Download, read, and print, if desired, Spot the Block: Tween Tips, Spot the Block for Snacks, Food Facts: A Key to Choosing Healthful Foods, and Eating Healthier and Feeling Better Using the Nutrition Facts Label.
Preselect foods for display in this lesson. Your selection should include a healthy sweet snack and a corresponding special treat. Some examples are strawberries and strawberry pie, an apple and apple pie, and a carrot and carrot cake.
Visit Self Nutrition Data: Know What You Eat to select food labels for printing. If you’re searching for a common food, such as an apple, you may need to select the exact description of that food from a list.
Print the labels that correspond to the foods you have chosen for display, and attach the labels to the foods if none are already included on the packaging.
Place a colorful variety of prepackaged, shelf-stable, and refrigerated foods on a table, and cover the arrangement with a tablecloth so you can surprise students with them at the onset of the lesson.
Begin by showing students a short BrainPOP Jr video, "Eating Right", which discusses good food choices.
Tap background knowledge by asking students, “What is a treat?

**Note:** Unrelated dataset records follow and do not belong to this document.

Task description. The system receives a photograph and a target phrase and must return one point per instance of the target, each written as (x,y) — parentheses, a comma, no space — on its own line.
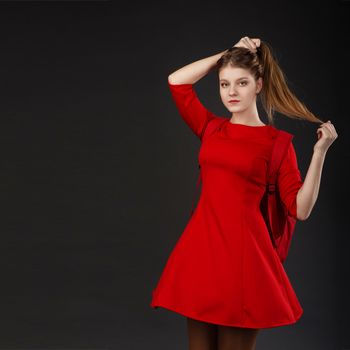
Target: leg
(236,338)
(201,335)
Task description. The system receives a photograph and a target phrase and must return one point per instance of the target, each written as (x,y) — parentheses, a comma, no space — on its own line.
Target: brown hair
(275,94)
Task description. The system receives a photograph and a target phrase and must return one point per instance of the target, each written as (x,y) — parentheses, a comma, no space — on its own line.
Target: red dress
(223,268)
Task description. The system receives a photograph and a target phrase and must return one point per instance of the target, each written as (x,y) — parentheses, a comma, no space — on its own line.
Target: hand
(326,134)
(250,44)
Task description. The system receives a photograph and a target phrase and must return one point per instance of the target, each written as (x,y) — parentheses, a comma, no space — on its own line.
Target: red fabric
(223,268)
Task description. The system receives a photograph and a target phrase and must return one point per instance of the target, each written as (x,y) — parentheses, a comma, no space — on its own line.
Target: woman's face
(238,84)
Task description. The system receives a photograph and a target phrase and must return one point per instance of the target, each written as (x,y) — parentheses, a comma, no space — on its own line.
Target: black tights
(208,336)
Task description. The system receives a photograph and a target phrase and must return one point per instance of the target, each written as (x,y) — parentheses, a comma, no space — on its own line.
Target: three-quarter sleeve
(289,181)
(190,107)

What is a snack?” Write their ideas on an interactive white board, dry-erase board, or chart paper for future reference.
Engage active participation by asking students to raise their hands if they like apples, strawberries, and so on. Tally the totals on your interactive white board, dry-erase board, or chart paper. Discuss the differences and similarities in totals between fresh fruits and vegetables and the matching dessert, or special treat.
2 Direct Instruction
Show a fruit and a corresponding dessert, such as a strawberry and a box for a strawberry pie. Discuss with students which is a healthy snack and which is a special treat by explaining that there are several ingredients (such as fat, fiber, and salt content) in a food that help us determine if it is truly a healthy snack or a special treat. For example, while apples have approximately 15 grams of sugar, this is natural sugar. Apple pies indeed have the sugar of apples but also included “added” sugar. Added sugars increase the likelihood that the food item is a special treat instead of a healthy snack.

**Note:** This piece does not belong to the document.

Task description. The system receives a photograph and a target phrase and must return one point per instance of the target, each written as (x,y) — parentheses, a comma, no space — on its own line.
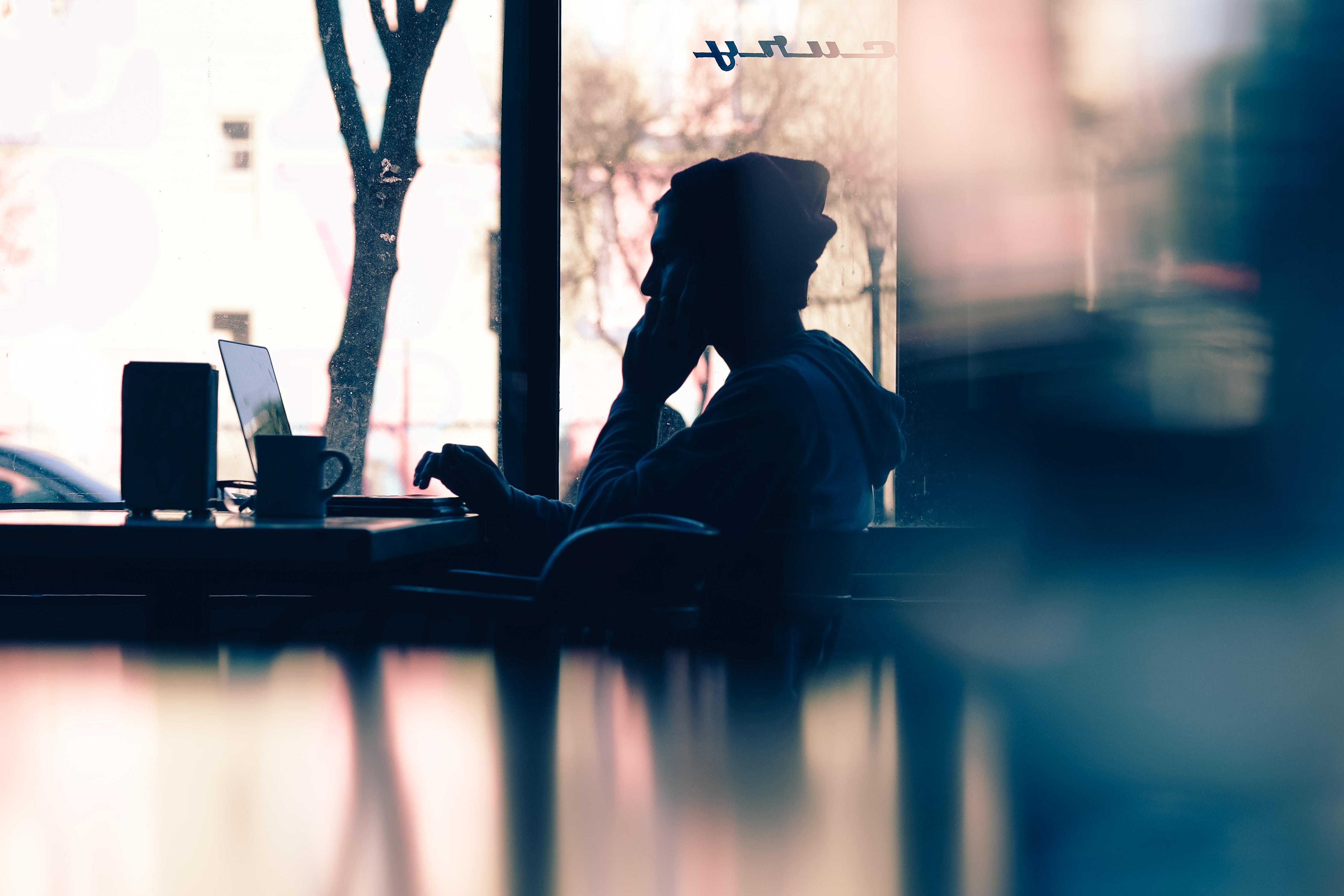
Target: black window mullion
(530,246)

Model critical thinking about food for students, asking how much sugar is in a fruit such as an apple. Use the nutrition label to view food content. If none is found, show students how to look online for nutrition labels at Self Nutrition Data: Know What You Eat, and compare the amounts of sugar in an apple versus apple pie.
3 Guided Practice
For guided practice, select students to repeat the process of examining nutrition labels for a carrot and carrot cake. Have them use the magnifying glass to search for the word “sugar” and the total grams of sugar in each food.
4 Independent Practice
For independent practice, place students in preselected pairs. Ask one student per pair to retrieve two foods from the display table. Have each pair examine the foods to determine the total amount of sugar in each and whether the food is a special treat or a healthy snack.

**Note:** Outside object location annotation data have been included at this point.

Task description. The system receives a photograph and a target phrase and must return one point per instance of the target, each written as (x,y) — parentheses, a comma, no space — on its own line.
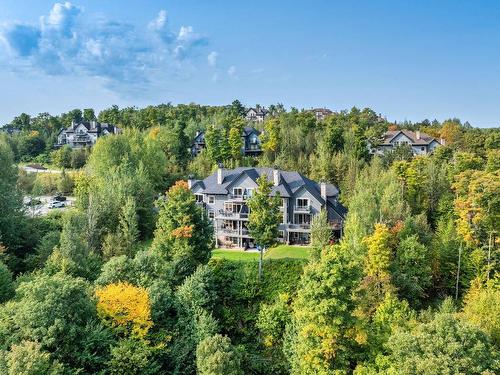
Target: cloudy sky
(407,60)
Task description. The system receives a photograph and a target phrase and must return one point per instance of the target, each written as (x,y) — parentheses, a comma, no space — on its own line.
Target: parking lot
(42,208)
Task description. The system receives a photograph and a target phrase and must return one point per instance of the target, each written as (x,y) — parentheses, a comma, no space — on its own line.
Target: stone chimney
(220,177)
(322,187)
(276,176)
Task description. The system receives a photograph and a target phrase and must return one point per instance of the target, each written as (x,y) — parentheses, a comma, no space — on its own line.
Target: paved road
(43,209)
(36,170)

Pairs will work to complete Venn Diagram interactive and use it to review the differences and similarities between “healthy snacks” and “special treats.”
5 Wrap Up
Reunite the whole class at the interactive white board, dry-erase board, or chart paper so that the pairs can report back about their foods. Ask them which are healthy treats and which are special snacks. If necessary, review one piece of information to look for (that is, sugar grams) to determine the difference between a healthy snack and a special treat.
Ask students, “What is another ingredient in food that helps us know whether the food is a healthy snack or a special treat?” Give prompts to help them list other ingredients they have heard such as fat, calories, or salt.
To close, students can play "Awesome Eats" in pairs as clean up and transistion takes place.